Inline fuel pumps use incoming fuel to cool the internal components. Because of this, they can overheat in certain situations like stop and go traffic where low air movement is unable to cool fuel and road surface temperatures are high.
Inline fuel pumps must be mounted as close to the fuel tank or cell as possible. These pumps are pushing pumps and can’t efficiently draw fuel in from long distances away. Mounting them too far away will result in poor performance, sometimes known as “Starving” the pump.
In-Tank Fuel Pumps
In-tank fuel pumps are the most common fuel pumps in the OEM market. Their size is limited to the opening on the fuel tank, so their horsepower capabilities are limited. However, modern brushless motors and turbine technology have produced some incredible in-tank pumps that can support massive power.
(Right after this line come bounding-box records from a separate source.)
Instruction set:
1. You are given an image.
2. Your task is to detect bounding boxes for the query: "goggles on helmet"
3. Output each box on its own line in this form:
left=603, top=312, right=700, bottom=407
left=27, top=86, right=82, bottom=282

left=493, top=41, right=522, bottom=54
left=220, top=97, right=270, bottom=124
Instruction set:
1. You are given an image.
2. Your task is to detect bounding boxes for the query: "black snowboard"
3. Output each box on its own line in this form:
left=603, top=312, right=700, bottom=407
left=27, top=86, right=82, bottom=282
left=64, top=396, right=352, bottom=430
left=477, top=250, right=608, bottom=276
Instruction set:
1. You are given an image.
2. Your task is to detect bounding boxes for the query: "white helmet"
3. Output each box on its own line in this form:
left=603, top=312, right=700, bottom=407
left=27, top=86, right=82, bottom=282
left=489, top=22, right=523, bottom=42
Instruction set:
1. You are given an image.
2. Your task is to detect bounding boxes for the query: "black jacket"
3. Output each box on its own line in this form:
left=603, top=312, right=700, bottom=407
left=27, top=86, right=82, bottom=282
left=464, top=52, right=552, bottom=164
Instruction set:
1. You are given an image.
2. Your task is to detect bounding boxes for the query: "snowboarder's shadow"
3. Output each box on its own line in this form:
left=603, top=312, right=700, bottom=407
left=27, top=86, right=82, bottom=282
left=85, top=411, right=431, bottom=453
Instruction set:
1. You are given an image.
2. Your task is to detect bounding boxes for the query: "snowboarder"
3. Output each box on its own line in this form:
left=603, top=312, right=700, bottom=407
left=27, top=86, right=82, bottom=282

The fact that these pumps are in the fuel tank means they are well insulated. This is great for sound reduction and cooling. These pumps are nearly impervious to external temperature changes since they are surrounded by gallons of fuel.
They can be paired or even tripled together and wired separately. Using switches, this allows them to activate them at different times depending on fuel requirement, like inline pumps. Modern pulse width modulation capable fuel pumps can have flow reduced or raised on command from the ECU. Many aftermarket ECUs can support this feature making it a great option for any horsepower range.